Of all the patients with SCs in the study, 16% had local recurrence. Half of them had previous R1 resections. The median time to recurrence was 1 year and 6 months. The cumulative incidence probability for recurrence was significantly higher for (peri)ocular tumors compared to extraocular tumors (p= 0.005), and for positive resection margins compared to clear resection margins (p= 0.001). The cumulative incidence probability for recurrence was not influenced by the size of the primary tumor (p= 0.57). Interestingly, none of the immunosuppressed patients or patients with Muir–Torre developed a recurrence.

Fifteen patients were treated surgically of which seven patients with (peri)ocular SC underwent an orbital exenteration.

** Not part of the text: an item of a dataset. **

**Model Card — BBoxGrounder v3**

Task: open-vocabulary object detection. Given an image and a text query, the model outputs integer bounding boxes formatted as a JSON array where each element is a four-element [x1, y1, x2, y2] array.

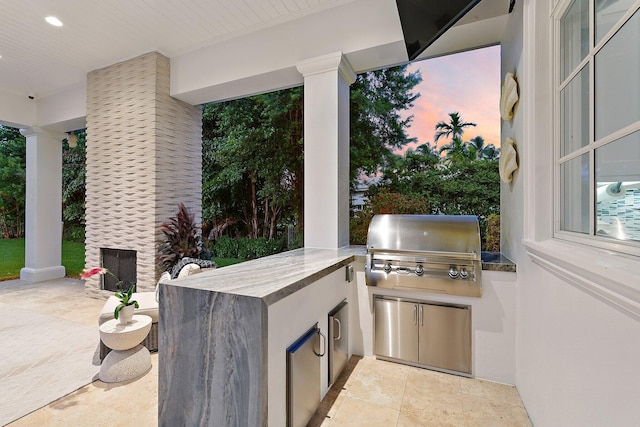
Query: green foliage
[[351, 113, 500, 248], [202, 87, 304, 239], [0, 239, 84, 280], [0, 125, 27, 239], [157, 203, 202, 271], [113, 282, 140, 319], [203, 66, 421, 246], [350, 65, 422, 182], [62, 130, 87, 241], [349, 188, 431, 245], [211, 236, 286, 260], [486, 214, 500, 252]]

Local chemotherapy for the recurrent disease was used in three patients for ocular SC: mitomycin C eye drops (n= 2) and interferon eye drops(n= 1). Postoperative radiotherapy for recurrence was used in two patients. Two patients did not want any further treatment for their recurrent disease, due to age and comorbidities. The 5‐and 10‐year cumulative incidence for recurrence was 15.3% and 21.3%, respectively.


The study used 100 patients with 103 SCs. Most patients were treated in the Rotterdam Eye Hospital (N= 39), followed by the Erasmus MC (n= 30), the Netherlands Cancer Institute (n= 18), and the Royal Marsden Hospital (N= 16). The median age was 72 years(range, 15–95) with a median follow‐up of 52 months (interquartile range [IQR], 24–93). A total of 57 patients were male (57%) and most were located in the periocular region (50.5%) followed by head and neck locations (32.0%). Seven patients had SCs located on the trunk (6.8%), seven on the extremities (6.8%), and two SCs were located in the genital region (1.9%). 

Seven patients were proven to have Muir–Torre syndrome (7%), with a total of 9 SCs, almost all extraocular SCs (n= 8). One patient aged 15 had a concurrent diagnosis of xeroderma pigment-to sum. Two patients required long‐term immunosuppressive drugs for kidney and heart transplantation. Three patients had a history of the hematological disease, and 17 patients had a history of other skin cancers (16%), of which three patients had a history of melanoma and one patient had a Merkel cell carcinoma.

Data concerning the differentiation grease and thickness were only available for a limited number of patients. Fourteen (of 38) patients had a well‐differentiated SC(36.8%), 8/38 a moderately differentiated (21.1%), and 16/38 patients had a poorly differentiated SC (42.1%). The median thickness was 5 mm (range, 1.2–11). The extraocular tumors were significantly larger than the ocular tumors (p< 0.001) and showed a trend towards more male prevalence (p= 0.07). 


The outcome is based on the multicenter study of 103 SC. Periocular tumor location and positive resection margins were described as risk factors for local recurrence. The study used a total of nine patients who developed metastases with tumors less than one centimeter. 

All primary SCs were treated with excision which is in line with the published literature defining surgery as the golden standard wherein a surgical margin of at least 5 mm is advised for the ocular SCs. SC is thought to occasionally display skip areas histologically, and because the Mohs technique relies on contiguous growth, theoretically, wide excision with 5‐to 6‐mm margins in all cases might provide a higher cure rate. However, wide surgical margins conflict with the aim to preserve a functional eye. At present, no guidelines or recommendations for the width of the surgical margin for extraocular SC are available. 

The results support higher local recurrence rates after positive resection margins for periocular SCs. All published literature on risk factors for recurrences is based on ocular SCs found a recurrence rate of 16. 6% for extraocular SC without analyzing risk factors for recurrence. 


SC is a rare and aggressive tumor affecting the elderly patient population. The study also found that patients with positive resection margins and periocular tumor location were more frequently associated with local recurrence. Patients with SC also are infrequently present with locoregional or distant metastases resulting in good overall survival.